Two main effects were observed:

  • TCP connection window never increase large enough (staying as low as 720 bytes). Can be checked via general traffic captures.
  • RHEL host may delay 40ms to send an awaited ACK - improper activation of delayed ack mechanism. Observe the TCP connection using wireshark. Open IO Graphs, with 0.1 second per tick and displaying packets/tick. There will be some valleys when delayed ACKs occour.

Check if receive offloading is enabled:

$ grep 'receive-offload' sos_commands/networking/ethtool_-k_eth0 | grep ': on'
generic-receive-offload: on
large-receive-offload: on

Try to disable it and see if issue improves:

# ethtool -K eth0 gro off lro off

This solution is part of Red Hat’s fast-track publication program, providing a huge library of solutions that Red Hat engineers have created while supporting our customers. To give you the knowledge you need the instant it becomes available, these articles may be presented in a raw and unedited form.

5 Comments

This article also appears to be relevant to RHEL 4.8.

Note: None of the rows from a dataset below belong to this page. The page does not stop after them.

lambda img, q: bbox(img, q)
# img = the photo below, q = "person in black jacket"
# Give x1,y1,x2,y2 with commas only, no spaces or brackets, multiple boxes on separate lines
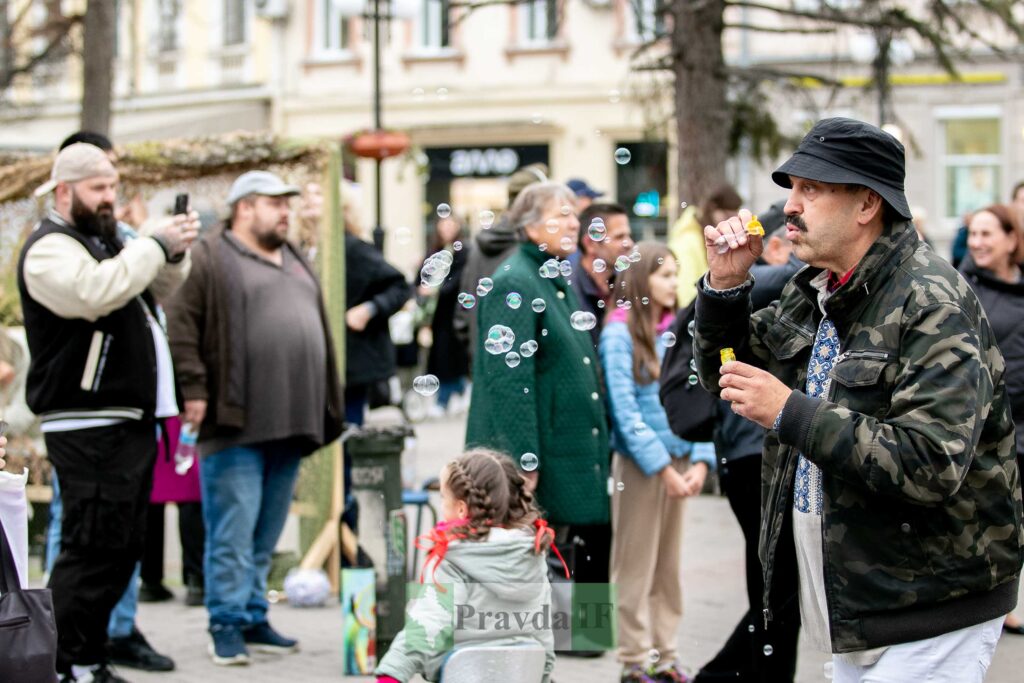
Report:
959,205,1024,636
694,225,803,683
345,220,413,425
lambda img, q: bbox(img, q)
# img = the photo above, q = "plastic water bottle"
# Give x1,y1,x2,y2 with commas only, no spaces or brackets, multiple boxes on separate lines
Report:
174,422,199,476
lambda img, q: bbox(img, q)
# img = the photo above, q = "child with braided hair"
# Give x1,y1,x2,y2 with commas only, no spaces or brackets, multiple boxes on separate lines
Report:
375,449,558,683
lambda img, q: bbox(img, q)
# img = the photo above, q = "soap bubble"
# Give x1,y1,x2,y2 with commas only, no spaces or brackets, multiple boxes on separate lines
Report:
539,258,559,280
413,375,441,396
569,310,597,332
483,325,515,355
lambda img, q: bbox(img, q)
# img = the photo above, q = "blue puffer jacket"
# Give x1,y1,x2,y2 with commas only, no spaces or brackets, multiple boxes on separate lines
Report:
598,311,714,476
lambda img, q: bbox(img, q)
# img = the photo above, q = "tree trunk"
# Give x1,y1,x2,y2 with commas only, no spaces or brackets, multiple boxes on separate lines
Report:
670,0,731,205
81,0,118,135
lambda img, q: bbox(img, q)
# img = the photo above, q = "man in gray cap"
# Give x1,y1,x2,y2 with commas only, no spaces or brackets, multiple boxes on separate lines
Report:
694,119,1024,682
167,171,343,666
18,142,199,681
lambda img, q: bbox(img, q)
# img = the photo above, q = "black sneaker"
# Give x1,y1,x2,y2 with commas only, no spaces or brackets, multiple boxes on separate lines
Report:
242,622,299,654
106,628,174,671
138,584,174,602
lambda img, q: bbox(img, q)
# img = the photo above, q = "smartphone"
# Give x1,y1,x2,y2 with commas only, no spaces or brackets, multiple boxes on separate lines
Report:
173,193,188,216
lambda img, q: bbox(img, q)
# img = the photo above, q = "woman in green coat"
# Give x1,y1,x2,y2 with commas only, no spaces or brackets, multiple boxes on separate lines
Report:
466,182,608,525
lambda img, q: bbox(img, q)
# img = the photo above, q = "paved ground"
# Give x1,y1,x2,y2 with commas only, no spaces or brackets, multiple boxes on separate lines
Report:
49,409,1024,683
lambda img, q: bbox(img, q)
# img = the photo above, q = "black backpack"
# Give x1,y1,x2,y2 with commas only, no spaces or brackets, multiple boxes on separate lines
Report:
658,300,718,441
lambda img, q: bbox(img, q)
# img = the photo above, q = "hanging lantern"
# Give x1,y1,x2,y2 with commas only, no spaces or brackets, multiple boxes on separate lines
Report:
347,130,411,159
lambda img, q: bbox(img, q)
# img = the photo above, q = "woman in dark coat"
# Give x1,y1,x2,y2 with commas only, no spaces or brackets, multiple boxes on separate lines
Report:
421,216,468,411
466,182,609,525
959,204,1024,636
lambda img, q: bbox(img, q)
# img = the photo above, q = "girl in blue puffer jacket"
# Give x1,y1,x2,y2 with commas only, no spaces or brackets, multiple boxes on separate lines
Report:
599,242,714,683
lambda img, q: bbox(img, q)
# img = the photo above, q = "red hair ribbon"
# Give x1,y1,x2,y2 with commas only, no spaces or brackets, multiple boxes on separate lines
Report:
534,519,571,579
416,519,469,589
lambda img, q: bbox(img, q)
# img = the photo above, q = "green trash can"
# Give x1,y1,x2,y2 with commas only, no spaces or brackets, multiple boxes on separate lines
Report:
345,425,413,659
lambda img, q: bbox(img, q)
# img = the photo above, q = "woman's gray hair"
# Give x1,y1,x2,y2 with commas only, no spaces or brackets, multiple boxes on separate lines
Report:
508,182,575,240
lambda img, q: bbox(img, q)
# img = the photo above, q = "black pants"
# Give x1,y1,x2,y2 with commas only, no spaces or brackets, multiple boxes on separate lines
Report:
694,455,800,683
139,502,206,586
45,421,157,674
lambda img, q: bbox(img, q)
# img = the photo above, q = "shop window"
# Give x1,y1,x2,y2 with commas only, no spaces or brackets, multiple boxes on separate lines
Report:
942,117,1002,219
519,0,559,45
610,142,669,241
319,0,351,52
417,0,451,51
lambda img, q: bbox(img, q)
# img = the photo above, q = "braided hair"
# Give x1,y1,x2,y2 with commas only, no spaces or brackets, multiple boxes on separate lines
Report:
444,449,550,548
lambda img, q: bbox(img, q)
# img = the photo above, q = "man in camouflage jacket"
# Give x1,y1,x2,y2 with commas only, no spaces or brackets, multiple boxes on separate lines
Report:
694,119,1024,681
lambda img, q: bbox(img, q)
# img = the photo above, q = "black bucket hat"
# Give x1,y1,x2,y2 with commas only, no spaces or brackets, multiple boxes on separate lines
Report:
771,118,912,220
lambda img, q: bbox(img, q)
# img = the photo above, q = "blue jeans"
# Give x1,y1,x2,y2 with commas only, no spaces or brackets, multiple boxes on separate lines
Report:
199,442,302,627
46,472,139,638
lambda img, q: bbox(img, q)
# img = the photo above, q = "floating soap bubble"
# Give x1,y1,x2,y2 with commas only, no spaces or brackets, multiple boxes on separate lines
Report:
483,325,515,355
569,310,597,332
413,375,441,396
538,258,559,280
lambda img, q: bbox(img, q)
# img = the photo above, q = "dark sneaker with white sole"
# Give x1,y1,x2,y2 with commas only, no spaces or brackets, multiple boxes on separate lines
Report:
210,624,249,667
242,622,299,654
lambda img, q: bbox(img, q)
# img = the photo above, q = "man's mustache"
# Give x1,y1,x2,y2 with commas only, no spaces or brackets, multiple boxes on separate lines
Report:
785,214,807,232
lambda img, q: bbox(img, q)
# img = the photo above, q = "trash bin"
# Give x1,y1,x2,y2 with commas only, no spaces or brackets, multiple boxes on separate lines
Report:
345,425,413,659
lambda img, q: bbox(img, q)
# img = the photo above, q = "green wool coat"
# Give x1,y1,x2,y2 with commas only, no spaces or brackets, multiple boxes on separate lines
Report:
466,243,609,524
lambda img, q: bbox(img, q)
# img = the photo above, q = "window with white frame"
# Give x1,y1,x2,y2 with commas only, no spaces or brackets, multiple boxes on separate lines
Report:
519,0,559,45
223,0,246,47
416,0,452,50
941,113,1002,219
157,0,181,52
319,0,351,52
626,0,666,41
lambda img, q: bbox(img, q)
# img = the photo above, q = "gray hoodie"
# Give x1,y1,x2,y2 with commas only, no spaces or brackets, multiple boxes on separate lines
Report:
374,528,555,683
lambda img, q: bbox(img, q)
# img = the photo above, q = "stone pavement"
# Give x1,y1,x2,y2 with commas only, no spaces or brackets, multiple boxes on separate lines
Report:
112,411,1024,683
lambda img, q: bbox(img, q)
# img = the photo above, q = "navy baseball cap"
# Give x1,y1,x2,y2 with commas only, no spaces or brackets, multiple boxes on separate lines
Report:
771,118,912,220
565,178,604,199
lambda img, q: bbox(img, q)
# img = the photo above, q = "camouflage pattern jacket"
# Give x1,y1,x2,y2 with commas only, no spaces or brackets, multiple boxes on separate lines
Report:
694,223,1024,652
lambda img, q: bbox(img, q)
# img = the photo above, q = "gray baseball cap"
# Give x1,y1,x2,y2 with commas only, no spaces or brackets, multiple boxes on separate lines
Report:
227,171,302,205
35,142,118,197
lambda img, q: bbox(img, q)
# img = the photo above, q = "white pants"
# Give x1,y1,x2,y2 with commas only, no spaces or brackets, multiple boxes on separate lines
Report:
833,616,1002,683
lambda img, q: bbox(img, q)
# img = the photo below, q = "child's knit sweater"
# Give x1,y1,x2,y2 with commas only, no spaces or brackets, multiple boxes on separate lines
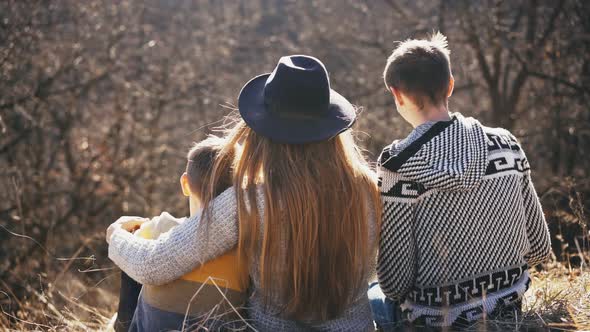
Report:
377,113,551,326
130,212,248,331
109,188,375,331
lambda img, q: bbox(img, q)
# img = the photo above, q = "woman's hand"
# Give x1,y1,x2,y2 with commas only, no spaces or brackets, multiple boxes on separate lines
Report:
106,216,149,244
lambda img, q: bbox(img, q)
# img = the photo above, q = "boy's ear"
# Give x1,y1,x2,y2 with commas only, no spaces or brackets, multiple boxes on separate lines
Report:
447,75,455,98
389,86,404,105
180,172,191,197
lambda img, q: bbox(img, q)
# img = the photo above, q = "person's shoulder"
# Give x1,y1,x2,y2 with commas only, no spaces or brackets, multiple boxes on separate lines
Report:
482,126,522,151
377,140,400,167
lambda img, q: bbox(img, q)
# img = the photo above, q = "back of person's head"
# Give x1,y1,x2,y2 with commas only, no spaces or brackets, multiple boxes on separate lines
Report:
201,121,380,321
383,32,451,108
186,136,235,199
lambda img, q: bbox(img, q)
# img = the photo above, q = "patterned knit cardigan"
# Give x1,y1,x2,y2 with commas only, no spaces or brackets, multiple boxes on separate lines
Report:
377,113,551,326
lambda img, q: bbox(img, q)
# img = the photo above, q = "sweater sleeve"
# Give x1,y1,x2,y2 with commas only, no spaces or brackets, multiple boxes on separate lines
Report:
377,170,417,300
109,188,238,285
522,171,551,266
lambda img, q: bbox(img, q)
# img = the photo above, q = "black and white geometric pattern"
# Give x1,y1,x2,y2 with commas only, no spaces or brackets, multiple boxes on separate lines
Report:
377,113,551,326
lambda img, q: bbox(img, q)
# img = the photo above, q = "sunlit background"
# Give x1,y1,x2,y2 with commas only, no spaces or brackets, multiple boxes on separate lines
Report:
0,0,590,329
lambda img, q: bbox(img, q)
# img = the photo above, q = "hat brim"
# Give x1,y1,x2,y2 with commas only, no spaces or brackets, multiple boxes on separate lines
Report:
238,74,356,144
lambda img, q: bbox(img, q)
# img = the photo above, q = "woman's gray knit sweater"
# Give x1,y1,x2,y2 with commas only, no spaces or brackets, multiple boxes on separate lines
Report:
109,188,375,331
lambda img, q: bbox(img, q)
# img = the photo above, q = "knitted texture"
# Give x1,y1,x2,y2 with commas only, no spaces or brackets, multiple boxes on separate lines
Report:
109,188,375,331
377,113,551,326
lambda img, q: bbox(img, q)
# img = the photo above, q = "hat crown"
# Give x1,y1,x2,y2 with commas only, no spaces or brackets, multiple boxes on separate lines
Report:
264,55,330,117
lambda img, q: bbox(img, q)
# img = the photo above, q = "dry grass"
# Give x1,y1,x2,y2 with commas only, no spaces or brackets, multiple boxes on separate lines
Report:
0,263,590,331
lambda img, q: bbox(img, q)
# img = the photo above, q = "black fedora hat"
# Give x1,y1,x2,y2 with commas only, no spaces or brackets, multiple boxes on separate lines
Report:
238,55,356,144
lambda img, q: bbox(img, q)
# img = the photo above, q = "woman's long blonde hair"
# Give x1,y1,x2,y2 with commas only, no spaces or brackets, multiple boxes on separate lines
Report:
204,121,381,321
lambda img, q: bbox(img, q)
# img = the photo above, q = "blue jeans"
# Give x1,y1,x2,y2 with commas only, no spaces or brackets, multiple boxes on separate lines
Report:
367,282,402,331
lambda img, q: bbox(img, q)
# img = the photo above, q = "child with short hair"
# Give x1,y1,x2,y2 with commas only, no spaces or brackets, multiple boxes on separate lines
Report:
115,136,248,331
370,33,551,329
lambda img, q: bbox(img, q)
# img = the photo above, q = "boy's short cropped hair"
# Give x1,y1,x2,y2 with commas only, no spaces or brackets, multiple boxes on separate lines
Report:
383,32,451,107
186,136,233,198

For virt use-case (i.e. bridging) bz 596385 was fixed in 2.6.18-194.6.1.el5, LRO is automatically disabled on a NIC when it is added to the bridge.

How do we add this parameter in case of RHEL 6 as there is no /etc/modprobe.conf file

This is also necessary for RHEL6. To configure this create your own file in /etc/modprobe.d/ like /etc/modprobe.d/bnx2-TPA-disable.conf.

Is there anything similar for the bnx2 driver? We are seeing some pretty bad performance as a resullt of not being able to disable delayed ack for our iscsi interfaces. It seems VMware and Microsoft have ways of dealing with this, but I haven't found a way to do this with Linux yet.